Monday, April 27, 2015

Interlude: Kaggle Scripting

I don't like to support specific companies, in general I'm more interested in how people can be productive as independently and autonomously as possible.

However, Kaggle just did something pretty amazing.

They've launched a free online scripting environment for machine learning, with access to their competition data sets. That means that everything I've been writing about so far -- loading data, setting up your environment, using notebooks, can be easily sidestepped for instant results. The best thing -- it supports Python!

I haven't yet determined where the limitations are, I've simply forked one of the sample scripts that I found, but it worked wonderfully. I found that the execution time of the script was similar to running it locally on my 2011 Macbook Air, but that's not bad for something totally free that runs on someone else's infrastructure. I was able to sidestep data downloading entirely, and "leap into the middle" my forking an existing script.

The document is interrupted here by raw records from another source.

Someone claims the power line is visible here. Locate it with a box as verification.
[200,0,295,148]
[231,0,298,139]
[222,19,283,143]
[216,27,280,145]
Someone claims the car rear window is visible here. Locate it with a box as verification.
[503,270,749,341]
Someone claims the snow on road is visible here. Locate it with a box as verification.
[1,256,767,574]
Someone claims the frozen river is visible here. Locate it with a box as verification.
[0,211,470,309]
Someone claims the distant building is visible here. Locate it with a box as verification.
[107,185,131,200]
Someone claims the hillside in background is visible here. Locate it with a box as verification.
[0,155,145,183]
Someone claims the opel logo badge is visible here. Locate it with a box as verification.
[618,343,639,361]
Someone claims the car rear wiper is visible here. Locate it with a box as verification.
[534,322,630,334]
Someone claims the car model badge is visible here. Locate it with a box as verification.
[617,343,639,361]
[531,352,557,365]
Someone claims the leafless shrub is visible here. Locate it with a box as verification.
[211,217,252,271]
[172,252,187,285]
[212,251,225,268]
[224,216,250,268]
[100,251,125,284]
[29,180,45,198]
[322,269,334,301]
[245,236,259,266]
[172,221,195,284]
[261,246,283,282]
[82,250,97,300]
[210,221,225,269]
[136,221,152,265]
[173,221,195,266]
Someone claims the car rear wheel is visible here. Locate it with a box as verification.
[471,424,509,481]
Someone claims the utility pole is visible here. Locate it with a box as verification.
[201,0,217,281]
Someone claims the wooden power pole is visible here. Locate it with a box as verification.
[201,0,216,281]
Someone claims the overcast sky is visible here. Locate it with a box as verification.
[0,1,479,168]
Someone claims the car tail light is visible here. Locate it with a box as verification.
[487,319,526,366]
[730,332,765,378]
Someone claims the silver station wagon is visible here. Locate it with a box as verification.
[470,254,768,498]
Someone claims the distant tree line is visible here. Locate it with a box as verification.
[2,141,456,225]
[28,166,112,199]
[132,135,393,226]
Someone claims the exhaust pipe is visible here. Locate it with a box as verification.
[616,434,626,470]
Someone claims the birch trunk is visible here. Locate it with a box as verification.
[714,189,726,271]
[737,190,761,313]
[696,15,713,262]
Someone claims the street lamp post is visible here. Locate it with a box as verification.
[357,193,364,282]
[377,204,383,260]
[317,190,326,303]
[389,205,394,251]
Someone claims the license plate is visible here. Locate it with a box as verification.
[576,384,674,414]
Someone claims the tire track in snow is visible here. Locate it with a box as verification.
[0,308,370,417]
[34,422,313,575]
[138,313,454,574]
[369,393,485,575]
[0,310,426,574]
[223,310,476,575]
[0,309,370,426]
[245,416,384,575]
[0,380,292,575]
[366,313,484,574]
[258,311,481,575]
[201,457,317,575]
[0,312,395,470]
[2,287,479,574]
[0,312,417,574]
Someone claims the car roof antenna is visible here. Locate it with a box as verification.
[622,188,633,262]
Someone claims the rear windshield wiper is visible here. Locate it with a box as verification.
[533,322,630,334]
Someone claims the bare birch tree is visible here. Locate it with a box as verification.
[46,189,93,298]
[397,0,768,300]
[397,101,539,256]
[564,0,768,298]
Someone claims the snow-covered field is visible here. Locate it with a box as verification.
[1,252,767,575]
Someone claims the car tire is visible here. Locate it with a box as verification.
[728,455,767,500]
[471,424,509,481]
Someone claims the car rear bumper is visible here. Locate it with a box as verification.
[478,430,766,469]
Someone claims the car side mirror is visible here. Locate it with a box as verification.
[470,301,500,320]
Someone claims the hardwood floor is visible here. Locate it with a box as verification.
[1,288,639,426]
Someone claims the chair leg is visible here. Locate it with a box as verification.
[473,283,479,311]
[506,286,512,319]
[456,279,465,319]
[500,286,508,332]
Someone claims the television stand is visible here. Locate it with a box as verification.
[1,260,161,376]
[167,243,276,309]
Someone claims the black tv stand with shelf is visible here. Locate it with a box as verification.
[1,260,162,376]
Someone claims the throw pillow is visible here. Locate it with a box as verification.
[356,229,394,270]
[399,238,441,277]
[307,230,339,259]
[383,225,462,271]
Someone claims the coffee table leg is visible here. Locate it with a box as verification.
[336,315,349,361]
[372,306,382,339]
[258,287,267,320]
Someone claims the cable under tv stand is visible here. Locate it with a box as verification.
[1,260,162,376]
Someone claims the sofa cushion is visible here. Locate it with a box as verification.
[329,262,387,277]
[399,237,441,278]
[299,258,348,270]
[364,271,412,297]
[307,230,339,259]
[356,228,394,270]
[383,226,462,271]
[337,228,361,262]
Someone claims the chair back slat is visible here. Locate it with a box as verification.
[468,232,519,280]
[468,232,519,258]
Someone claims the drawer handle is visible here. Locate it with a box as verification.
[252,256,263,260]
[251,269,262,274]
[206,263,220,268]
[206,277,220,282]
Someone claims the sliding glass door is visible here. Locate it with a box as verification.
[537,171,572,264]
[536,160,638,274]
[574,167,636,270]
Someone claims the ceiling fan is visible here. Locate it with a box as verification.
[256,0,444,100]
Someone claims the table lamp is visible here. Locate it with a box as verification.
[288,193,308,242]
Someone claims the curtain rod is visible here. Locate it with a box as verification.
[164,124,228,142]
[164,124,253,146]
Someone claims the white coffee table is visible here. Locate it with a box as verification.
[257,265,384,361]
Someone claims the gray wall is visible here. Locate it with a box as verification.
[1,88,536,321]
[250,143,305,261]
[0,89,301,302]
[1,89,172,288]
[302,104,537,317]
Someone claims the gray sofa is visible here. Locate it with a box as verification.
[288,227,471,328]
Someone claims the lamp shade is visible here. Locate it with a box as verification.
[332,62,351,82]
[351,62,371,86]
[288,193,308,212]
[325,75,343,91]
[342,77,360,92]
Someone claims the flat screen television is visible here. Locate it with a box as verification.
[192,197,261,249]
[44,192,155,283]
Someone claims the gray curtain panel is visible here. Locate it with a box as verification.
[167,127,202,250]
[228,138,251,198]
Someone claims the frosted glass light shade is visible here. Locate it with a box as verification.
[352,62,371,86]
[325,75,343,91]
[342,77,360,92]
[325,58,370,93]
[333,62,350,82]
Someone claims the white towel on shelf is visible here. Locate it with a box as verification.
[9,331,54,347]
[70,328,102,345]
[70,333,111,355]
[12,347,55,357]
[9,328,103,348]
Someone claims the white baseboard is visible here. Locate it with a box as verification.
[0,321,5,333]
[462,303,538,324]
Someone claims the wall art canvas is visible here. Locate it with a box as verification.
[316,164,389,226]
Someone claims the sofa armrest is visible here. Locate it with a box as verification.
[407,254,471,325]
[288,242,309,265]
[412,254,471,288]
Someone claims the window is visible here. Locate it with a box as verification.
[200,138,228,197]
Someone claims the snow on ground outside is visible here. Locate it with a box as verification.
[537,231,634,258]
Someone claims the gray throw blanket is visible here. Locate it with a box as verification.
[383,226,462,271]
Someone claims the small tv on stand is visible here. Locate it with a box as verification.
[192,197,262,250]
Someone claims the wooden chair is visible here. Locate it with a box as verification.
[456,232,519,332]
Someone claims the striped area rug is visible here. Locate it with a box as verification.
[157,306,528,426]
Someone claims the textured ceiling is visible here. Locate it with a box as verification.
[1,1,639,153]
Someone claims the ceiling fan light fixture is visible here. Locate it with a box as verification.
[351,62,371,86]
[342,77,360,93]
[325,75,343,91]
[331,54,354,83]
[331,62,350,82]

Here's a direct link to one:

http://www.kaggle.com/users/320654/cs822-am/otto-group-product-classification-challenge/benchmark

Note, I'm logged into Kaggle, so I'm not sure how this will go for people who aren't signed in.

My expectation is that for solutions which demand a lot of computational resources (or rely on the GPU for reasonable performance) or use a unusual libraries, a self-service approach to computing will still win out, but this is an amazing way to get started.